Fearing that the young girl is spending far too much time alone compulsively reading a cancer memoir called An Imperial Affliction, her parents Frannie and Michael (Laura Dern, Sam Trammell), push her towards a support group for kids with cancer at a local church.

There she meets Augustus Waters (Ansel Elgort), a handsome eighteen-year-old former athlete who lost a leg to osteosarcoma. He falls for her but she keeps him in the friend zone in an attempt to protect him from what she sees as an unhappy ending to their potential romance. “I’m a grenade,” she says, “and one day I’m going to explode and obliterate everything in my wake and it is my responsibility to minimize the causalities.”

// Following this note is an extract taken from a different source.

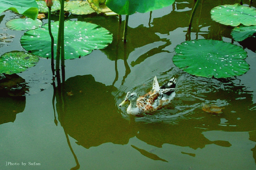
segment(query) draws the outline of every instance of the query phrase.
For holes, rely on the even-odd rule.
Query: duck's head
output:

It sounds like it has all the elements of a major summer bummer, but despite being set in what Hazel calls the “Republic of Cancervania,” it avoids the maudlin. Instead the story is told with acerbic wit, filtered through the life experiences of characters who have rarely known a healthy day. In the film’s opening minutes Hazel says she doesn’t live in a world where “nothing is so messed up it can’t be fixed by a Peter Gabriel song,” suggesting that there won’t be any easy answers offered up here.

Spearheading the uniformly excellent cast is Woodley who strays into Jennifer Lawrence territory here. Her Hazel is a realist, with a fatalistic streak, but still a teen and Woodley finds a balance between those aspects of Hazel’s life and personality in a remarkably complex but natural performance. She’s wry, calling herself the “Keith Richard of cancer kids” while inventorying her daily intake of drugs. But she’s also wise beyond her years. On her parent’s struggle she says, “The only thing worse than biting it from cancer,” she says “is having a kid bite it from cancer.”

As a terminally ill girl who lets down walls to let love into her life Woodley drips with charisma. Her performance—with capable assistance from Elgort and Dern—brings genuine emotion to scenes that might have gone the way of over-the-top sentimentality or cliché.

It’s true that some of the dialogue is overwritten—these are the most articulate teens on film since Juno—and the second half succumbs to a hint of emotional manipulation, but it works.

My biggest complaint about the whole experience was being splashed by the tears of my fellow moviegoers. Bring a towel.